You guys are worrying about a split which will add pennies to the price...why not worry more about selling the MHC stake and seeing this thing pop 10-20% overnight?
The "members" of the MHC, and the depositors of the bank are one and the same!
FYI - take a look at this useful backgrounder on mutual ownership in banking:
As "kkkkkkkia" said, the real question is: "Who are the Mutual Holding Company owners?"
Before 1988, People's was entirely a depositor-owned bank. When the MHC was put into place, that was the result of a partial demutualization to enable a public offering of shares for a fractional ownership interest in the bank (i.e. what anyone can buy today on NASDAQ as "PBCT"). Nevertheless, the remaining ownership interest, which is a majority interest and is managed by the MHC acting in a fiduciary capacity, still belongs (at least in principle) to the depositors. If there were ever to be a second-stage conversion, that ownership interest by the depositors would have to be reconciled in some manner. Typically that is done through subscription rights in the shares offered at the time of the second stage conversion.

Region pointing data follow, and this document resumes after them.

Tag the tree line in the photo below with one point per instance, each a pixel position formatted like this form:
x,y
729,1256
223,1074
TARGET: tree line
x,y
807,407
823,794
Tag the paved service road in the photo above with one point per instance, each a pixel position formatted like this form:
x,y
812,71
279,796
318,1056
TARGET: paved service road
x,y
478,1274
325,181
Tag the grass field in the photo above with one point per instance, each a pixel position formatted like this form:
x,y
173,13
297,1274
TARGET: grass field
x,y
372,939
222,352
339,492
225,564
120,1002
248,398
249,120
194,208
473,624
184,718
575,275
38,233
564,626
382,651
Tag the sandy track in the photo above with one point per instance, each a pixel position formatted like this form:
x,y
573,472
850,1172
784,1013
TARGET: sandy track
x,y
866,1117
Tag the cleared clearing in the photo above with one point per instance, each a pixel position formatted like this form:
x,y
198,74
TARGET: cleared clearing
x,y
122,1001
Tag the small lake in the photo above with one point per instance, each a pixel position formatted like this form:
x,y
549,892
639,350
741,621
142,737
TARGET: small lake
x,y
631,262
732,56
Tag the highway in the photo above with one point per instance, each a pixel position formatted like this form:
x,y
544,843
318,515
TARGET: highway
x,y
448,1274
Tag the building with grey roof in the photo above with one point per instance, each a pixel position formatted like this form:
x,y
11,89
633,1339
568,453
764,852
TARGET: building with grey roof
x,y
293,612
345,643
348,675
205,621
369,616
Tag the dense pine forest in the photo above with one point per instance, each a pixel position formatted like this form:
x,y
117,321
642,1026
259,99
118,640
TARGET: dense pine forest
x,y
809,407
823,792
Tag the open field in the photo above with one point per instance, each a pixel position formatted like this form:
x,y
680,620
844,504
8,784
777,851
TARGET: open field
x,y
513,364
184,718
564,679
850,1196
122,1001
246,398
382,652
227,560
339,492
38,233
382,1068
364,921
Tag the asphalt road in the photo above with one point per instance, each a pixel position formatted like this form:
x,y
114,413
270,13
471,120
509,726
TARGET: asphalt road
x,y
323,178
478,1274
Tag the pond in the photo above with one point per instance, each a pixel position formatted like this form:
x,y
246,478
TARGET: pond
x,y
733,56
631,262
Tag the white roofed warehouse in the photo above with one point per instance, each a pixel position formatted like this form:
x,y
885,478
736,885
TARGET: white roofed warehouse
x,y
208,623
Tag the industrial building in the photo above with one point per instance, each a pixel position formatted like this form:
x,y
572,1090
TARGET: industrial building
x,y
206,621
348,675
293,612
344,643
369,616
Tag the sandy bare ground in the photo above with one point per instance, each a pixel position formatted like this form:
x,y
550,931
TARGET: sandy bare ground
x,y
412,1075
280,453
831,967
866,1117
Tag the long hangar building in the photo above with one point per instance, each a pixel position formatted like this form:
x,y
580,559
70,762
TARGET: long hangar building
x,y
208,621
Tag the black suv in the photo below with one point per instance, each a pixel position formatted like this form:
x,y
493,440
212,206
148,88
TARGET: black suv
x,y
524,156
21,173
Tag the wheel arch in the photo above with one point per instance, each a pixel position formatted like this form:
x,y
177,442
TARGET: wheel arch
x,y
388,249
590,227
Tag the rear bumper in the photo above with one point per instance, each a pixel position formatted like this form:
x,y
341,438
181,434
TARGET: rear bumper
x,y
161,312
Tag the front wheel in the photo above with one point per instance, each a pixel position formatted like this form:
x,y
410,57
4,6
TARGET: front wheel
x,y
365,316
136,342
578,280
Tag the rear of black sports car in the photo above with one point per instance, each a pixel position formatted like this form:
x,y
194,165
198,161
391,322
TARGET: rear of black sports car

I bet the owners are not the depositors, notthe community and definitley not the employees...its a select group of individuals, founding fathers of the mutual holding company, that will reap a fotune...watch and see
Greg is right and jbvo is wrong. The annual report goes on to say
"People's and Holdings are aware of regulatory orders issued in second-step conversions by certain mutual holding companies that have required dilution of the minority shareholders' interest to reflect the amount of cash dividends proeviously waived by the parent holding company."
The real question is: WHO ARE THE MUTUAL HOLDING COMPANY OWNERS? The depositors, the community? Who? I'm surprised they have not set up a charitable foundation as most mutuals do.
I am not saying that you have to blindly accept whatever management says. But it is clear from your posts that you have never even bothered to read what People's management has said on the subject. You need to do at least that much - and you are free to dismiss or question what management says - before speculating about what might happen in the "what if" world.
the dividends are deferred, not waived - if it says waived, and I believe you that it does - does it give a definition of waived? waived forever? waiver permanently? waived until a leter date? I hope they are waived but I highly doubt it
don't believe everything management says, that will lead you into the investors poorhouse- they may intend and believe their never will be a conversion, but that doesn't mean it'll never happen - Annual reports are not all encompassing, I'm sure their are disclaimers
I don't entirely disagree with you.
My point is, those who choose to speculate about future conversion plans ought to take the time to read the most recent public statements made by the company, and factor that into their thinking. The poster to whom I originally replied clearly had not bothered to do that.